Şaban Ali DÜZGÜNa
aKelam AD, Ankara Üniversitesi İlahiyat Fakültesi, Ankara
Fıtrat terimi Kur’an’da, içten ya da dıştan gelen her türlü ayartmaya karşı insana direnç sağlayan bir yeti olarak sunulmaktadır. Fıtrat kelimesiyle aynı anlama gelen birçok terim kullanılmaktadır: Aristoteles’in dunamis’I de dahil olmak üzere yetenek, kabiliyet, doğurganlık, potansiyel, eğilim bunlardan birkaçıdır. En genel anlamıyla fıtrat ile insanın doğası kastedilmektedir. Metnimizde fıtrat terimi, insanın doğası anlamında kullanılmaktadır. Fıtrat, kişinin şu ya da bu şekilde davranmasını sağlayan özel karakteridir. Fıtrat önce epistemik ikinci olarak da ontik bir koddur. İnsan davranışlarının bozulup bozulmadığını bu kod üzerinden sürekli kontrol etme imkânına sahiptir. Allah’ın insanları hanif olmaya çağrısı, bu fıtratı bozan her türlü ayarmaya ve temel insan doğasından sapmaya karşı bir direniş çağrısıdır. Bu bağlamda fıtrat, insan doğası söz konusu olduğunda kendisinden daha mükemmeli düşünülemeyen temel kod ve özdür. Bütün yaşam kriterlerinin kendisine göre kontrol edileceği ana kriterdir. Fıtrat bağlamında işin özü şudur: Kur’an’ın fıtrat vurgusu, insan yaşamı için norm kaynağı durumunda ne varsa, bunların tamamı insanî normlar olmak durumundadır. İnsanîlik (ismetu’l-âdemiyye), bütün normların üzerindeki en temel normdur ve fıtrat bunun adından başka bir şey değildir.?

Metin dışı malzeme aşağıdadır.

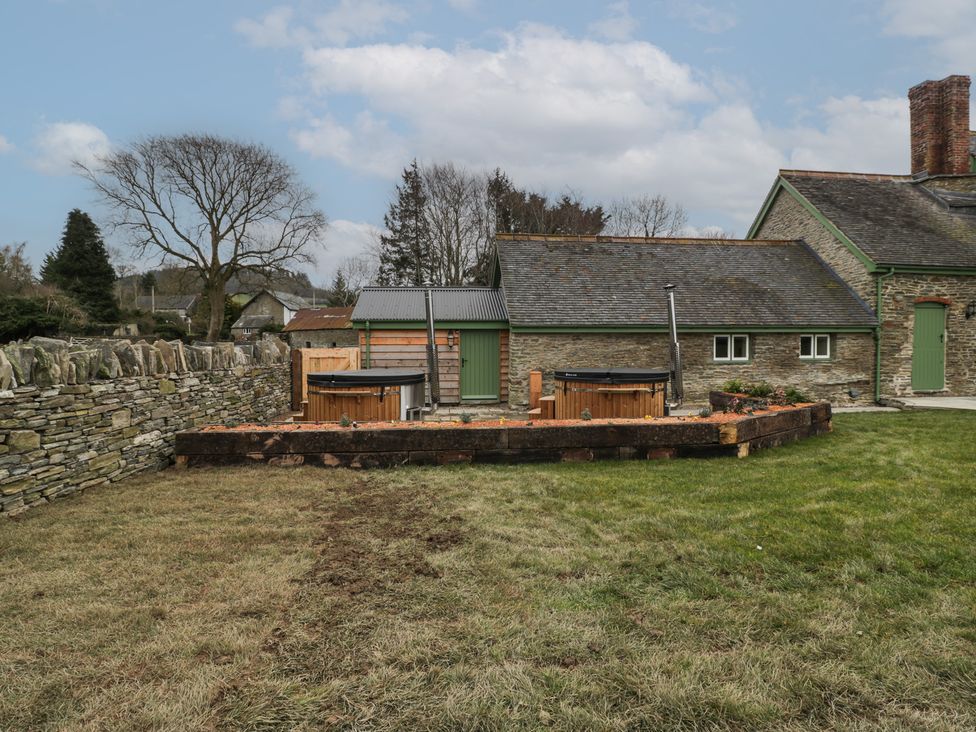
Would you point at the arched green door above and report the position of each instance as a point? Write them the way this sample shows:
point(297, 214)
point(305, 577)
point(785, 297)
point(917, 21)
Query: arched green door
point(928, 347)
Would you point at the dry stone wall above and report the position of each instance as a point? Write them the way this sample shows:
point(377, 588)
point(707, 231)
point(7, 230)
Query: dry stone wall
point(76, 415)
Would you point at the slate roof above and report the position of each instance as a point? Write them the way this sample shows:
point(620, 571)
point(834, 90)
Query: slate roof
point(894, 220)
point(614, 282)
point(166, 302)
point(319, 319)
point(252, 321)
point(289, 300)
point(464, 304)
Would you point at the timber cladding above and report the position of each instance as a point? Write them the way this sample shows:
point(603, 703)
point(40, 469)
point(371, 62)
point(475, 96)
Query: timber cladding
point(407, 348)
point(388, 447)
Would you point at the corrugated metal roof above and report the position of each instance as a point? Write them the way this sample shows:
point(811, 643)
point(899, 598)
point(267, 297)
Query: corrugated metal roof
point(463, 304)
point(319, 319)
point(600, 282)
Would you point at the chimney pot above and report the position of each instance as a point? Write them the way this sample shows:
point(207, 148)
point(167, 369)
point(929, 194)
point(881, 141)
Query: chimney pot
point(939, 113)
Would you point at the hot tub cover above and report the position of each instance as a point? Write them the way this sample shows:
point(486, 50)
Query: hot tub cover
point(367, 377)
point(613, 376)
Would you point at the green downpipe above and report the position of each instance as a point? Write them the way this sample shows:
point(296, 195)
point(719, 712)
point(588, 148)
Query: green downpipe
point(877, 336)
point(367, 344)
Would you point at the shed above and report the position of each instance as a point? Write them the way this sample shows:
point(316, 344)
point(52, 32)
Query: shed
point(471, 332)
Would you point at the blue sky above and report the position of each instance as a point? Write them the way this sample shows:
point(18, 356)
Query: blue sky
point(701, 101)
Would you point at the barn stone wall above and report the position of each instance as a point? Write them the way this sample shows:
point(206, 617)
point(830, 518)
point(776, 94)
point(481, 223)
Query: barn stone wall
point(899, 294)
point(775, 359)
point(787, 219)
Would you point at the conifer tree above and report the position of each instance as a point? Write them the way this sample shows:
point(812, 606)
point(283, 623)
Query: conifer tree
point(405, 251)
point(80, 267)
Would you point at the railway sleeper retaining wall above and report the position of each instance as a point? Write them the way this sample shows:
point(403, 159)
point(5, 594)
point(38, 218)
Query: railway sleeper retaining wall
point(366, 447)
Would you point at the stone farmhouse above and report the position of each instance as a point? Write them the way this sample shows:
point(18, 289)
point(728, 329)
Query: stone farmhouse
point(797, 303)
point(905, 243)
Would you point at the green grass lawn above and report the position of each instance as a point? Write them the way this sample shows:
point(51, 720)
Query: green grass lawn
point(828, 584)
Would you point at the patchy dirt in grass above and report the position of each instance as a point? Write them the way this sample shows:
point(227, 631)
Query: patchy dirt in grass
point(374, 543)
point(714, 418)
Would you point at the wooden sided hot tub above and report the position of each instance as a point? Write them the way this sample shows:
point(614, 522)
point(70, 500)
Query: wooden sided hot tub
point(367, 395)
point(608, 393)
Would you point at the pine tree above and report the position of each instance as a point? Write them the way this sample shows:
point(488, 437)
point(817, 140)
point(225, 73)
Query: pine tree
point(340, 295)
point(80, 267)
point(405, 251)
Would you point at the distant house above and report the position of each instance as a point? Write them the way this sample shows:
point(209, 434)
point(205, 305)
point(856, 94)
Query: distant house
point(268, 307)
point(181, 306)
point(321, 328)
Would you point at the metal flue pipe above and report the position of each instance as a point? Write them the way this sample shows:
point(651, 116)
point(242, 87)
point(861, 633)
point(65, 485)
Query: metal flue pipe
point(433, 372)
point(677, 386)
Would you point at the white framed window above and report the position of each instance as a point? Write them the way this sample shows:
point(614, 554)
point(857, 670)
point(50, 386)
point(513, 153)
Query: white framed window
point(815, 346)
point(731, 347)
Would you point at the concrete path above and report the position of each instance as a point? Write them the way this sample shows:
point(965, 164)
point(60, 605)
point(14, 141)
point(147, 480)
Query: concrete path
point(938, 402)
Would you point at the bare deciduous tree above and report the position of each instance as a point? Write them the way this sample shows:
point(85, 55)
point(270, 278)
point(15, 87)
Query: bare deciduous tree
point(217, 206)
point(646, 216)
point(457, 212)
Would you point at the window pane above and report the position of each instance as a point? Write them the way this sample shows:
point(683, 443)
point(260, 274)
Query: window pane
point(806, 346)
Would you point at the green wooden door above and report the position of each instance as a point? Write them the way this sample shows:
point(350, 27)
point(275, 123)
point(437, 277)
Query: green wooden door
point(928, 347)
point(479, 364)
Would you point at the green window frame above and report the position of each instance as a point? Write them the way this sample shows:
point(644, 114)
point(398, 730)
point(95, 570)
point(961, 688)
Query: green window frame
point(730, 348)
point(815, 347)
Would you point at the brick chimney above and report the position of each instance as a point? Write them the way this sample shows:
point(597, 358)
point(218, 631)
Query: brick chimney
point(940, 125)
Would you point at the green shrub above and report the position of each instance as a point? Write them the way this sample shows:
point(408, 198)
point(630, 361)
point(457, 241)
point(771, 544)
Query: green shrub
point(793, 396)
point(734, 386)
point(760, 390)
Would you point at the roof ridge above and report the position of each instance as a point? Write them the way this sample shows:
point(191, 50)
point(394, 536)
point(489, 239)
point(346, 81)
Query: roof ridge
point(844, 174)
point(601, 239)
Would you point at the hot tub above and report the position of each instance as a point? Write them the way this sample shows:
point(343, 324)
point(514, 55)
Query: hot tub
point(368, 395)
point(623, 392)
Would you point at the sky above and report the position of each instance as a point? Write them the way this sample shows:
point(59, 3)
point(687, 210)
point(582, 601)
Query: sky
point(699, 101)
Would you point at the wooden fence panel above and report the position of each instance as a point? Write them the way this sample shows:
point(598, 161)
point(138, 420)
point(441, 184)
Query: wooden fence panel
point(306, 361)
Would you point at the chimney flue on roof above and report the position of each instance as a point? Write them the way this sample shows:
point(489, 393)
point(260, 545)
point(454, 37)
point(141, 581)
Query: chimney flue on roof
point(940, 126)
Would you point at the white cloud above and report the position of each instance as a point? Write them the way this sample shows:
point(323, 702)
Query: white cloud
point(604, 119)
point(345, 21)
point(862, 135)
point(59, 144)
point(367, 144)
point(705, 18)
point(344, 239)
point(950, 25)
point(619, 25)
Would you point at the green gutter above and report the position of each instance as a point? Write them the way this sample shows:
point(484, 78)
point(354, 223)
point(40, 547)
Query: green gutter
point(877, 337)
point(422, 325)
point(722, 329)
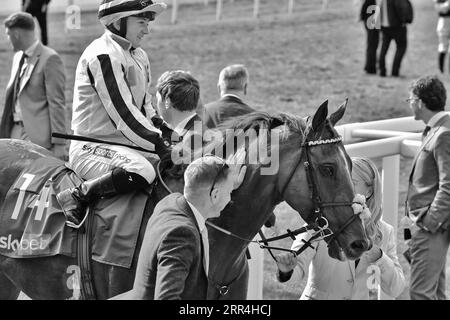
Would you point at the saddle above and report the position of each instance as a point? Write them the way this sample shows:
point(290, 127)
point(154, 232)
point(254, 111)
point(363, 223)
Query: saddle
point(32, 223)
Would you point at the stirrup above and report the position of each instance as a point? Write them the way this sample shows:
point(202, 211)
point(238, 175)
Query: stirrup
point(77, 226)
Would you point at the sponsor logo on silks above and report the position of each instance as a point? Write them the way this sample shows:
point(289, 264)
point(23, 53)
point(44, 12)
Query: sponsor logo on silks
point(104, 152)
point(28, 245)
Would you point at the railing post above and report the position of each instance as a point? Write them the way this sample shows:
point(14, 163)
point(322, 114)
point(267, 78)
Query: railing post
point(174, 11)
point(390, 177)
point(256, 272)
point(219, 10)
point(291, 6)
point(256, 9)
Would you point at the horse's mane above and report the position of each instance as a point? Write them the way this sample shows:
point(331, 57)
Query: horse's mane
point(263, 120)
point(253, 121)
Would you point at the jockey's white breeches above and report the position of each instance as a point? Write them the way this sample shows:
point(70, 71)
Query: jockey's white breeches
point(91, 160)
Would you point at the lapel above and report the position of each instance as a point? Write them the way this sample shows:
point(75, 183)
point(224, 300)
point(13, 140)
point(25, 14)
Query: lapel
point(14, 68)
point(427, 139)
point(32, 61)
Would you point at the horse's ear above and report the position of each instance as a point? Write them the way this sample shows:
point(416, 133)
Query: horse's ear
point(320, 116)
point(275, 122)
point(339, 113)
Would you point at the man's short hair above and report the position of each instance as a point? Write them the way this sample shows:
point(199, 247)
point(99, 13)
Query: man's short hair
point(21, 20)
point(181, 88)
point(233, 77)
point(205, 171)
point(431, 91)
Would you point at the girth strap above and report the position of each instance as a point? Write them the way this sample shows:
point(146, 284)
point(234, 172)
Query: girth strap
point(84, 258)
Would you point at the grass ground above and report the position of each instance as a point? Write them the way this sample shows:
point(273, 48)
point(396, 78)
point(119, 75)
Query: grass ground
point(295, 63)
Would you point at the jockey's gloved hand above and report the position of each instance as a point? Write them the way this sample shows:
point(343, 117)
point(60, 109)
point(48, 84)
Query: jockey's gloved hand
point(163, 149)
point(167, 133)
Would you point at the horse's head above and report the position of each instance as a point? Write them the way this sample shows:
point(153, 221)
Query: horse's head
point(318, 182)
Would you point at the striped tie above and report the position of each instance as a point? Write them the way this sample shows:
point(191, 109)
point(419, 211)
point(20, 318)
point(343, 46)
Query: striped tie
point(425, 132)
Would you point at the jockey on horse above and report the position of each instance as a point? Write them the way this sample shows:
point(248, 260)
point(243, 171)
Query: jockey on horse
point(111, 102)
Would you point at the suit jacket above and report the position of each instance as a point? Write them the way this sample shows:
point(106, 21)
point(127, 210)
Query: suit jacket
point(429, 181)
point(364, 15)
point(223, 109)
point(41, 97)
point(330, 279)
point(170, 265)
point(191, 141)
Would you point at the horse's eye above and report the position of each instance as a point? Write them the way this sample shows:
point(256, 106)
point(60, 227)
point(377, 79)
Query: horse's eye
point(327, 170)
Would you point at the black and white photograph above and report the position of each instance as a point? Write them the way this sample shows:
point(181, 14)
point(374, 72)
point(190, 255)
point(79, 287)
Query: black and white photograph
point(248, 151)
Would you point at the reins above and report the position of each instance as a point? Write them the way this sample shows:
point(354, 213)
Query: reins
point(320, 225)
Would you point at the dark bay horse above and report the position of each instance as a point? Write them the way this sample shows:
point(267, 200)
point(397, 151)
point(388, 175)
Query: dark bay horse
point(253, 202)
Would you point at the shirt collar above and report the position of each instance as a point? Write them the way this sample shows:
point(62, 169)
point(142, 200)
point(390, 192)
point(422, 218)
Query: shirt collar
point(435, 119)
point(31, 49)
point(124, 43)
point(179, 129)
point(198, 217)
point(231, 95)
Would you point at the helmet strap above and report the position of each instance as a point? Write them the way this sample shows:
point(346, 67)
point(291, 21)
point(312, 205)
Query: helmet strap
point(122, 28)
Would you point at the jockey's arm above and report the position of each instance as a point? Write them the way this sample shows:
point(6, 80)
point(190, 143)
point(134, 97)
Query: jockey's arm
point(110, 84)
point(442, 7)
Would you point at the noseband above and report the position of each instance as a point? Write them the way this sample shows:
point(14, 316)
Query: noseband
point(319, 205)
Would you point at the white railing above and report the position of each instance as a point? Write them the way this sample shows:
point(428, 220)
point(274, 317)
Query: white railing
point(386, 139)
point(256, 8)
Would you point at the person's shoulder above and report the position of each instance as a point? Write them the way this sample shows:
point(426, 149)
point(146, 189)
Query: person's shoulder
point(386, 229)
point(212, 105)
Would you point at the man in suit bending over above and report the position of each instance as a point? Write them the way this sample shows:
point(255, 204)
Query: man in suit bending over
point(174, 259)
point(232, 86)
point(35, 101)
point(178, 94)
point(428, 199)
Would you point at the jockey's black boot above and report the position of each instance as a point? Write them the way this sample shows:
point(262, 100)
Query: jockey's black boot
point(75, 201)
point(441, 61)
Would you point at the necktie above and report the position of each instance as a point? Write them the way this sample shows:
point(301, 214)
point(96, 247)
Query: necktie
point(205, 241)
point(425, 132)
point(18, 77)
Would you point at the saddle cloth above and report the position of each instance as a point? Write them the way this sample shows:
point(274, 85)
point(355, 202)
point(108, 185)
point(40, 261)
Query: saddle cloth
point(32, 223)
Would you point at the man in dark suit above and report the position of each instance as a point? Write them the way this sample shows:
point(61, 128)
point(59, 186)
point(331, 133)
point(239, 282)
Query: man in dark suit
point(394, 17)
point(174, 259)
point(368, 16)
point(232, 86)
point(35, 95)
point(177, 95)
point(38, 9)
point(428, 199)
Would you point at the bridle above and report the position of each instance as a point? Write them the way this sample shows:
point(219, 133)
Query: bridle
point(320, 225)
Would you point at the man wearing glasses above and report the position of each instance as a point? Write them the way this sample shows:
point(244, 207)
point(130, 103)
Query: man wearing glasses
point(428, 198)
point(174, 259)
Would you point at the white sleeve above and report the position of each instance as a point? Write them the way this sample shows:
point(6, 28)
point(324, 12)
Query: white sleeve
point(109, 82)
point(391, 273)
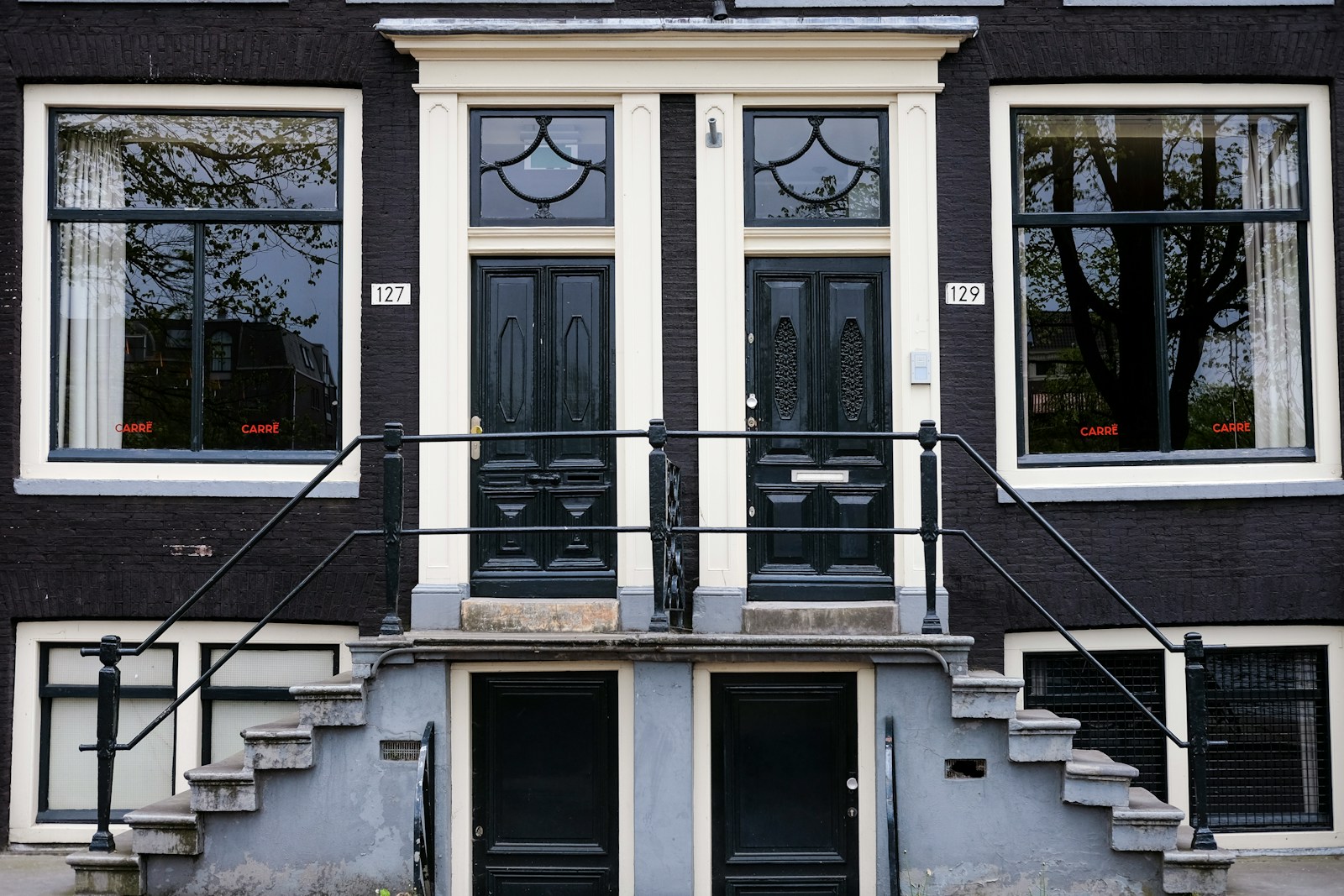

The term fitra or human disposition in the Qur’an is a resistance point in human kind against every sort of internal and external enticement. Many terms have been used to replace it: ‘dunamis’ (Aristotle's term), ‘ability’,‘ potency’, ‘capability’, ‘tendency’, ‘potentiality’, ‘proclivity’, ‘capacity’, and so forth. In a very general sense, they mean disposition, or otherwise something close by. To avoid confusion, however, we will stick to the term fitra to mean ‘disposition’ and ‘human nature’. Fıtra is a particular type of character which makes someone likely to behave or react in a certain way. It is first an existential and then an epistemic code according to which one can inspect whether his life settings are deteriorated. God’s invitation to become hanîf is but an invitation to resist all deviations and deadweights inflicted on human fitra. In this context fitra is maximally great—so perfect and splendid that nothing greater is conceivable than it. It is the criterion according to which other criteria of life should be evaluated and checked. The sum and the substance of the matter is that Qur’an’s emphasis on the fitra is not but a call to create humane norms that help us to understand and interpret all other sources that create norms for human life.